TRHBlogs
a strange sort of community
A collection of rants, mostly about relationships and my various emotional problems
I'll play your game. August 12, 2006 - 10:00:33
Based on various things, I'm feeling even more that there's probably something wrong with my mind/emotions right now. I've felt this way for at least half a year. At first I blamed it on PMS (something that had never bothered me before), then I said it could be my body's reaction to starting birth control. Then it was the end of the year stress, and then it was getting used to a different schedule (and I'm always depressed in the summer anyway). Ooh, a pattern? Anytime something happens, I just make excuses. I don't think any of this is really what's bothering me, and I have no excuses anymore. I have a good job, a wonderful boyfriend, friends and family who care about me, and I've got a decent schedule that shouldn't leave me bored and tired.

At the beginning of the summer I said that I was going to talk to someone about it, but really I'm scared. Most of the time I feel that I don't have anything to say, so how will that help? I told my parents about how I've been feeling, and my dad's reaction was that it's normal. Everyone gets these feelings a lot because the world is hard. What the fuck kind of reaction is that? That is exactly what you're not supposed to say when someone tells you they think they might have a problem with depression. If this is completely normal, and everyone has basically all of the symptoms of depression and just lives with them, why should I bother trying to do anything? If it's not a problem, nothing's wrong, so I should just keep on doing whatever it is that I am, until it gets so bad that I ruin all of the relationships in my life and finally kill myself because everyone hates me. Fuck you, Dad. I thought you would understand. See if I ever tell you anything that's worrying me ever again.
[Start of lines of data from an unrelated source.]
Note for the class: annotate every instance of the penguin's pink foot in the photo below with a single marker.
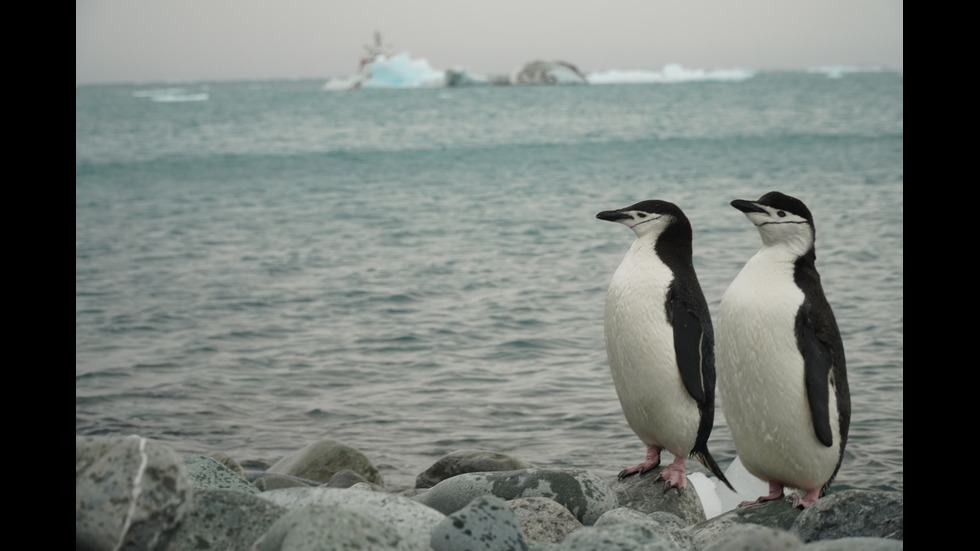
(775, 492)
(652, 462)
(807, 500)
(674, 475)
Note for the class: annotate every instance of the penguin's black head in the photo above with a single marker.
(646, 216)
(779, 218)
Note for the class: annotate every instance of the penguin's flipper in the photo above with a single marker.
(817, 362)
(689, 337)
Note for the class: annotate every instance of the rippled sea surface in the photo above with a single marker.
(413, 272)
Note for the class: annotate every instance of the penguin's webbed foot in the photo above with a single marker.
(807, 500)
(775, 492)
(640, 469)
(652, 462)
(674, 476)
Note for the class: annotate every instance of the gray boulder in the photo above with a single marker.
(320, 527)
(486, 523)
(856, 544)
(206, 472)
(228, 461)
(224, 519)
(752, 537)
(669, 528)
(853, 513)
(543, 519)
(130, 493)
(321, 460)
(583, 493)
(646, 494)
(778, 514)
(412, 521)
(467, 461)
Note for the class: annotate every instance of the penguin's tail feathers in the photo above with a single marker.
(704, 458)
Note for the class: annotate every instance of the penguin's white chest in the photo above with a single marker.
(640, 346)
(761, 377)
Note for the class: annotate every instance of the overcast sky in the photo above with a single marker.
(166, 40)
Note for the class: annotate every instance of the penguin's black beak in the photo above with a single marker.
(747, 206)
(611, 215)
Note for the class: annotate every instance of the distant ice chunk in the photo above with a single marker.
(401, 71)
(672, 72)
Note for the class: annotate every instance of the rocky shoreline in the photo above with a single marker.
(139, 494)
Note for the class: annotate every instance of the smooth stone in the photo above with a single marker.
(752, 537)
(583, 493)
(321, 460)
(207, 472)
(467, 461)
(225, 519)
(853, 513)
(627, 535)
(544, 519)
(228, 461)
(667, 526)
(412, 521)
(856, 544)
(130, 493)
(279, 481)
(779, 514)
(321, 527)
(484, 524)
(646, 494)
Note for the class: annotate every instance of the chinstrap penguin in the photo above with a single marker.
(782, 378)
(660, 342)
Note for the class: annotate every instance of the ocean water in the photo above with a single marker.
(262, 265)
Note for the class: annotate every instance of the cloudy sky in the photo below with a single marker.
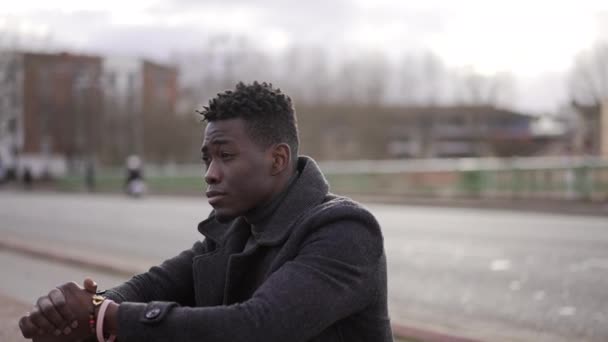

It's just hard. Some basic symptoms include: consistently feeling sad, anxious, empty, hopeless, pessimistic, guilty, worthless, helpless, restless, irritable, fatigued, and worn down. Every single one of these I have repeatedly felt, especially this summer. Sure, it's easy to say "of course I feel like that- OMG I must be depressed!" Then again I've had more behavioral symptoms, like difficulty concentrating (especially this week) , apathy towards my usual everyday activities, chronic pain or symptoms that has no real cause (my back and arms have been aching for a couple weeks, and I'm almost constantly nauseous- especially when upset). Basically the entire month of June I couldn't sleep properly, always having stressful dreams/nightmares that would wake me constantly. Now all I feel like I want to do is sleep.

Of course this is probably just me being melodramatic, but lately I've had many friends tell me that they're worried about me. Wednesday I drank more than I realized and immideately snapped from being happy-tipsy to distraught falling down drunk. I still think that I kept collapsing because I was so frustrated about not being left alone than due to being drunk. Still, I have a painful bruise on my knee that I have no memory of, and the mark on my wrist/hand (from where I slammed my fist against the wall in frustration) has gotten nicely yellow-purple with red edges. If it's gotten bad enough that I've started causing injury to myself unintentionally, how much longer before I start hurting myself on purpose, or harming others?

I just don't know what to do, and my thoughts are starting to unravel, so I guess I'll leave it at that.